Failure to maintain proper β-cell mass and deterioration of β-cell function are hallmarks of T2D. AA-derived PGs play important roles during β-cell dysfunction and insulin secretion. While all PG members are synthesized within islets, there is little to nothing known about TXA2, PGD2, and PGF in the context of pancreatic islets. As discussed in this review, PGE2 has, in general, been implicated in regulation of insulin secretion, β-cell mass, and β-cell survival during specific circumstances. To date, EP3 has primarily been shown to mediate the effects of PGE2 on β-cells and little is known about the function of the other EP receptors in islets. In contrast, PGI2, by way of the IP receptor, promotes insulin secretion in β-cell lines and protects against STZ-induced hyperglycemia in mice via maintenance of β-cell mass and plasma insulin levels. Despite this evidence, the detailed mechanisms by which PGs exert these effects remain largely unknown.

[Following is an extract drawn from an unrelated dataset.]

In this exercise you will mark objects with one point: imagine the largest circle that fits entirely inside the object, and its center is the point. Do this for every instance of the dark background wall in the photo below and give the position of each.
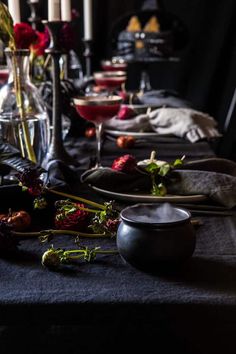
(206, 72)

GPCRs are therapeutic targets for approximately 50–60% of all drugs currently on the market (Lundstrom 2009), including some of the newer T2D therapeutics targeting the glucagon-like peptide 1 (GLP-1) receptor using GLP-1 agonists, such as Exenatide, Liraglutide, and Lixisenatide. The GLP-1 receptor couples to GS and enhances rodent β-cell proliferation (Kimple et al. 2014). However, not all T2D patients respond to GLP-1-based therapies (Anderson et al. 2003), suggesting that the activity of other Gi-coupled GPCRs, such as EP3, within islets may be counteracting the effects of GLP-1 signaling. Designing drugs that can inhibit negatively acting GPCRs in tandem with activation of positively acting GPCRs may provide enhanced benefit in the treatment of T2D. For example, targeting both GLP-1 and/or IP and blocking the action of EP3 could lead to not only improved GSIS but also enhanced β-cell proliferation and protection against β-cell death. Since PG receptors are not expressed solely in β-cells, it will be important to develop compounds that are targeted directly to β-cells. Caution should be taken in these efforts as chronic stimulation of insulin secretion can result in β-cell exhaustion and subsequent apoptosis, as has been described for sulfonylureas (Del Prato and Pulizzi 2006). Nonetheless, there is still a great deal to be learned before PGs and their receptors are suitable targets for T2D therapeutics.